Стоит и смотрит на меня, близко так, потом, когда я взял ожерелье и надел ей на шею, повернулась спиной. Никак не мог застегнуть, так дрожали руки, это ведь я в первый раз коснулся ее кожи, не считая, конечно, когда руки ей связывал. И так от нее хорошо пахло, я мог бы простоять так весь вечер. Как будто мы в рекламный плакат попали, вроде картинка из журнала ожила. Наконец она повернулась ко мне и смотрит в глаза:
— Нравится?
Я только кивнул, ничего не мог сказать. Хотелось сказать ей что-нибудь приятное, какой-нибудь комплимент.
— Можно, я поцелую вас в щеку?
Я не ответил, но она положила мне руку на плечо, приподнялась на цыпочки и поцеловала в щеку. Щека у меня, наверное, была как огонь. Я в тот момент прямо как головешка был красный, мною костер можно было разжигать.
Ну, потом мы ели холодного цыпленка и всякие закуски; я открыл шампанское, оно оказалось очень приятным, я не ожидал. Жаль, что купил только одну бутылку, оно вроде было очень легким, казалось, от него не пьянеешь. Хотя мы очень много смеялись; она острила, притворялась, что разговаривает с гостями и всякое такое, а ведь никого не было.
После ужина мы вместе пошли на кухню, приготовить кофе (я, конечно, не переставал зорко за ней следить), и отнесли его в залу, и она опять включила проигрыватель, на этот раз джазовую пластинку, я их ей еще когда купил. Мы сидели рядом на диване.
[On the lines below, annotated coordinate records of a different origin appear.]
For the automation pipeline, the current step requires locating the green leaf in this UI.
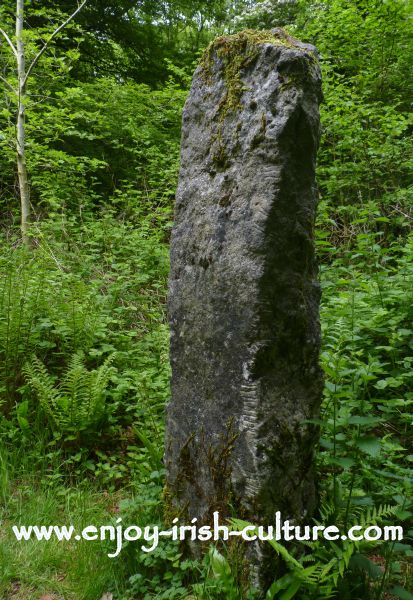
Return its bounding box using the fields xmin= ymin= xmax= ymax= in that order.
xmin=390 ymin=585 xmax=413 ymax=600
xmin=355 ymin=436 xmax=381 ymax=456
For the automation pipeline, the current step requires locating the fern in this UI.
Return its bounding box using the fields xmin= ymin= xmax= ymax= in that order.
xmin=23 ymin=353 xmax=114 ymax=433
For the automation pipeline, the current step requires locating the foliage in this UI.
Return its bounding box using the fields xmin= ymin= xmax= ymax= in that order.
xmin=23 ymin=354 xmax=113 ymax=436
xmin=0 ymin=0 xmax=413 ymax=600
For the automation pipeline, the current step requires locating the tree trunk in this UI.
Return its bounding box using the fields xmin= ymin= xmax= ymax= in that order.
xmin=16 ymin=0 xmax=30 ymax=246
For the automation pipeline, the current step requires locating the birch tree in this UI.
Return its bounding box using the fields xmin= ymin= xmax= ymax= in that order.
xmin=0 ymin=0 xmax=88 ymax=246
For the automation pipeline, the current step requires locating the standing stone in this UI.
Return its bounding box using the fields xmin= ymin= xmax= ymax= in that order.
xmin=165 ymin=30 xmax=322 ymax=580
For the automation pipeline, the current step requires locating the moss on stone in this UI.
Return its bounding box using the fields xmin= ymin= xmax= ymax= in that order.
xmin=201 ymin=29 xmax=301 ymax=120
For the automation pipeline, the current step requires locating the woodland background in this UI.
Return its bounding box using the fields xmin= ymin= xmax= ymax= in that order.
xmin=0 ymin=0 xmax=413 ymax=600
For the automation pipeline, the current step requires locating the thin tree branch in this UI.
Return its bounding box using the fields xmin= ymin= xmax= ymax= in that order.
xmin=0 ymin=75 xmax=17 ymax=94
xmin=0 ymin=27 xmax=17 ymax=58
xmin=23 ymin=0 xmax=88 ymax=87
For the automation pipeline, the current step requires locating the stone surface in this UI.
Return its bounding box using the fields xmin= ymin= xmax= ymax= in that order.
xmin=165 ymin=30 xmax=322 ymax=580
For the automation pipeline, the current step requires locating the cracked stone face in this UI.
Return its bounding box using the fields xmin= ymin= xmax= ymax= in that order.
xmin=165 ymin=31 xmax=322 ymax=584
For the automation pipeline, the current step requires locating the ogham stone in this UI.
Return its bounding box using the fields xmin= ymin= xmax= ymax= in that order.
xmin=165 ymin=30 xmax=322 ymax=580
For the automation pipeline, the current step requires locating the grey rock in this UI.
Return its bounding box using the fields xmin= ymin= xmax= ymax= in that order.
xmin=165 ymin=30 xmax=322 ymax=584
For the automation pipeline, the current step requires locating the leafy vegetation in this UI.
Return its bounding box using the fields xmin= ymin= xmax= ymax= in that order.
xmin=0 ymin=0 xmax=413 ymax=600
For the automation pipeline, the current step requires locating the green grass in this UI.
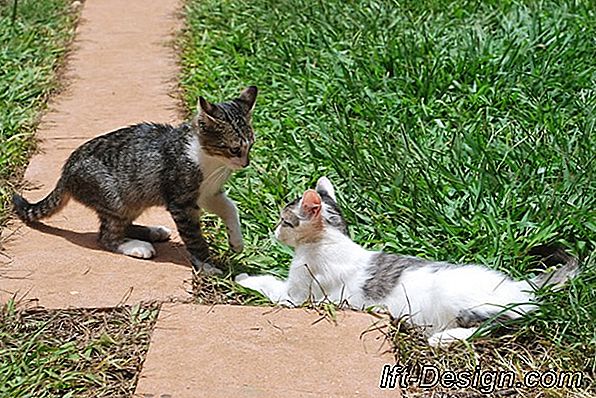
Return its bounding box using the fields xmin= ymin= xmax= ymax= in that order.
xmin=182 ymin=0 xmax=596 ymax=396
xmin=0 ymin=302 xmax=158 ymax=398
xmin=0 ymin=0 xmax=76 ymax=225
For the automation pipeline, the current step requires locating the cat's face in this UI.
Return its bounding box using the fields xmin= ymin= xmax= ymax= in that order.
xmin=197 ymin=86 xmax=257 ymax=169
xmin=275 ymin=177 xmax=348 ymax=247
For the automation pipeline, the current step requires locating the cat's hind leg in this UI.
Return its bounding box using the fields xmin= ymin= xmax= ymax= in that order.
xmin=126 ymin=224 xmax=172 ymax=242
xmin=99 ymin=214 xmax=155 ymax=258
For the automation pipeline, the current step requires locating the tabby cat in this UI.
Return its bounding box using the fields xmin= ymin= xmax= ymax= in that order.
xmin=13 ymin=86 xmax=257 ymax=273
xmin=236 ymin=177 xmax=578 ymax=346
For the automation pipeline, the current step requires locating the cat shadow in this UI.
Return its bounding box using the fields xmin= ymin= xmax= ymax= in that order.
xmin=29 ymin=223 xmax=192 ymax=268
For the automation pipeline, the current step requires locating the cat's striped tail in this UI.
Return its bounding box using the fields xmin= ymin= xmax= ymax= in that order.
xmin=12 ymin=178 xmax=70 ymax=222
xmin=532 ymin=245 xmax=580 ymax=290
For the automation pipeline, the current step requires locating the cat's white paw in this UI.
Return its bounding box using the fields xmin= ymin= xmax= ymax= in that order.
xmin=428 ymin=328 xmax=476 ymax=348
xmin=228 ymin=231 xmax=244 ymax=253
xmin=234 ymin=273 xmax=249 ymax=283
xmin=118 ymin=239 xmax=155 ymax=258
xmin=148 ymin=225 xmax=172 ymax=242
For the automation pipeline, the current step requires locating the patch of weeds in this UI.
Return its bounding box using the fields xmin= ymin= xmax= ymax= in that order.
xmin=0 ymin=301 xmax=159 ymax=398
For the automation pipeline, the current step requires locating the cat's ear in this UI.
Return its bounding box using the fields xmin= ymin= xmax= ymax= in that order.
xmin=238 ymin=86 xmax=258 ymax=115
xmin=302 ymin=189 xmax=321 ymax=218
xmin=197 ymin=97 xmax=216 ymax=121
xmin=316 ymin=176 xmax=337 ymax=202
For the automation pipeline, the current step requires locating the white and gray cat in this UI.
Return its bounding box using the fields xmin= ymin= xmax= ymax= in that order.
xmin=236 ymin=177 xmax=578 ymax=346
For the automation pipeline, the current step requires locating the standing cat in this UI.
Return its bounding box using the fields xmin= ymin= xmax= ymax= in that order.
xmin=236 ymin=177 xmax=577 ymax=346
xmin=13 ymin=86 xmax=257 ymax=273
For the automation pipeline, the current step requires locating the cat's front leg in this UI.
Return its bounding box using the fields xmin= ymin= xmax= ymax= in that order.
xmin=200 ymin=192 xmax=244 ymax=253
xmin=235 ymin=274 xmax=294 ymax=306
xmin=168 ymin=201 xmax=223 ymax=275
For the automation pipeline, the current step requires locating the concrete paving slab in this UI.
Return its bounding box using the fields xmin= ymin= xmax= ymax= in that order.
xmin=134 ymin=304 xmax=399 ymax=398
xmin=0 ymin=0 xmax=191 ymax=308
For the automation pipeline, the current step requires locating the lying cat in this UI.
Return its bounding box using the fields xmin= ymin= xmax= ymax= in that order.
xmin=13 ymin=86 xmax=257 ymax=273
xmin=236 ymin=177 xmax=577 ymax=346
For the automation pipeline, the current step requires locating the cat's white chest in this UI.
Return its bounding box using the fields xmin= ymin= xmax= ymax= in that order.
xmin=187 ymin=137 xmax=231 ymax=202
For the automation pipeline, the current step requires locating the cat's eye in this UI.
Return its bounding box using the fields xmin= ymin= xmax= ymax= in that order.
xmin=281 ymin=219 xmax=294 ymax=228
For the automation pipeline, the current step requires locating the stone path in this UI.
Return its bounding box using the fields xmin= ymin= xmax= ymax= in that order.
xmin=0 ymin=0 xmax=191 ymax=308
xmin=135 ymin=304 xmax=399 ymax=398
xmin=0 ymin=0 xmax=399 ymax=398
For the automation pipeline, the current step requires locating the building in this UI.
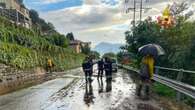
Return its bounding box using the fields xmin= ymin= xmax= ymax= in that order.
xmin=0 ymin=0 xmax=32 ymax=28
xmin=70 ymin=40 xmax=91 ymax=53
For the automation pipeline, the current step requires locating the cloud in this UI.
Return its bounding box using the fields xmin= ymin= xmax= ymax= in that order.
xmin=41 ymin=0 xmax=67 ymax=4
xmin=37 ymin=0 xmax=194 ymax=45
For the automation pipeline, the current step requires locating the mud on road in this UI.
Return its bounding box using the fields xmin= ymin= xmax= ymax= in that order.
xmin=0 ymin=69 xmax=161 ymax=110
xmin=44 ymin=70 xmax=161 ymax=110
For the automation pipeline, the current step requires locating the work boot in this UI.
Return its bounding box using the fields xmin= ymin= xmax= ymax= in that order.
xmin=144 ymin=85 xmax=150 ymax=100
xmin=136 ymin=84 xmax=142 ymax=97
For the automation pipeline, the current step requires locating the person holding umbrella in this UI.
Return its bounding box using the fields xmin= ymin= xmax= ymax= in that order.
xmin=137 ymin=44 xmax=165 ymax=100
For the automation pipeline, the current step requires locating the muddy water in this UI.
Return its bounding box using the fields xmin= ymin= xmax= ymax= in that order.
xmin=0 ymin=69 xmax=162 ymax=110
xmin=44 ymin=70 xmax=161 ymax=110
xmin=0 ymin=78 xmax=73 ymax=110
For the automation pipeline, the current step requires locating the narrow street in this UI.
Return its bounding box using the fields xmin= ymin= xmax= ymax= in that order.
xmin=0 ymin=69 xmax=159 ymax=110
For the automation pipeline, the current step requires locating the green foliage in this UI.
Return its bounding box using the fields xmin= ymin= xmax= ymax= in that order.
xmin=103 ymin=52 xmax=116 ymax=58
xmin=89 ymin=51 xmax=100 ymax=59
xmin=81 ymin=45 xmax=91 ymax=55
xmin=66 ymin=32 xmax=75 ymax=41
xmin=0 ymin=18 xmax=84 ymax=71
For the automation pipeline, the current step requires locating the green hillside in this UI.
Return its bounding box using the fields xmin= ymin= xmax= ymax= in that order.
xmin=0 ymin=17 xmax=84 ymax=71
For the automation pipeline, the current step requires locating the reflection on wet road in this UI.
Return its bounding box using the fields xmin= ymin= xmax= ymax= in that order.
xmin=45 ymin=71 xmax=135 ymax=110
xmin=0 ymin=70 xmax=162 ymax=110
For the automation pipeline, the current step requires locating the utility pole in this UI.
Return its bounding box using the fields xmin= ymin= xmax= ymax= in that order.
xmin=133 ymin=0 xmax=136 ymax=27
xmin=125 ymin=0 xmax=151 ymax=27
xmin=140 ymin=0 xmax=143 ymax=22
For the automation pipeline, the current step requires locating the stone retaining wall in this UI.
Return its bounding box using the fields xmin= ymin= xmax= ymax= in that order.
xmin=0 ymin=64 xmax=55 ymax=95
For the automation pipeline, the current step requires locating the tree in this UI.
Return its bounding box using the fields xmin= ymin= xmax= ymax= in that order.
xmin=29 ymin=10 xmax=40 ymax=24
xmin=103 ymin=52 xmax=116 ymax=58
xmin=81 ymin=45 xmax=91 ymax=55
xmin=66 ymin=32 xmax=75 ymax=41
xmin=89 ymin=51 xmax=100 ymax=59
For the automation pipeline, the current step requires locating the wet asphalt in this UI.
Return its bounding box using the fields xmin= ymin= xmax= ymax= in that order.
xmin=0 ymin=69 xmax=162 ymax=110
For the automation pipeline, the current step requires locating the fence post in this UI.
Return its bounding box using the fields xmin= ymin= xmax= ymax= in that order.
xmin=155 ymin=68 xmax=159 ymax=74
xmin=176 ymin=69 xmax=184 ymax=101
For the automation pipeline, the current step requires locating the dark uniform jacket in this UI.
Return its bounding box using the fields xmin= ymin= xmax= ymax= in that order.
xmin=82 ymin=62 xmax=92 ymax=72
xmin=104 ymin=61 xmax=112 ymax=72
xmin=98 ymin=60 xmax=104 ymax=70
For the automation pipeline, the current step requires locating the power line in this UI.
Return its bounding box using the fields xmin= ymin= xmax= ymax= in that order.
xmin=125 ymin=0 xmax=151 ymax=27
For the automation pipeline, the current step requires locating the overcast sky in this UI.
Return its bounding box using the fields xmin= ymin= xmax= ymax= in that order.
xmin=24 ymin=0 xmax=195 ymax=46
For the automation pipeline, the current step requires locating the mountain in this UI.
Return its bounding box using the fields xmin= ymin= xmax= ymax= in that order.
xmin=92 ymin=42 xmax=123 ymax=55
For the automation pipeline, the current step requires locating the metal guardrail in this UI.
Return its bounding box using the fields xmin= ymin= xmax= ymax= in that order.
xmin=118 ymin=64 xmax=195 ymax=99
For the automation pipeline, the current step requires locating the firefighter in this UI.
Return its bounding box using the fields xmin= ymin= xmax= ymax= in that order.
xmin=104 ymin=57 xmax=112 ymax=92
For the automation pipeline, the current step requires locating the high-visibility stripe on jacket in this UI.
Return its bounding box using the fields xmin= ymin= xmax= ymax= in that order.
xmin=142 ymin=56 xmax=154 ymax=79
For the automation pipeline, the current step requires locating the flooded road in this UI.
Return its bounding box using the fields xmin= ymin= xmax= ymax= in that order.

Потом стали играть в шарады, она изображала разные вещи, части слов и целые слова, и я должен был отгадывать, что это такое. Только у меня не получалось, изображать не мог, и отгадывать тоже. Помню, она загадала слово «бабочка», показывала снова и снова, а я никак не мог догадаться. Я сказал, это самолет, потом всяких птиц называл, какие могли в голову прийти, и в конце концов она бросилась в кресло и сказала, что я совершенно безнадежен. Потом начались танцы. Она пыталась научить меня под джаз танцевать и самбу, но ведь я тогда должен был прикасаться к ней и оконфузился, никак не мог попасть в такт. Она, наверное, и вправду решила, что я тупица.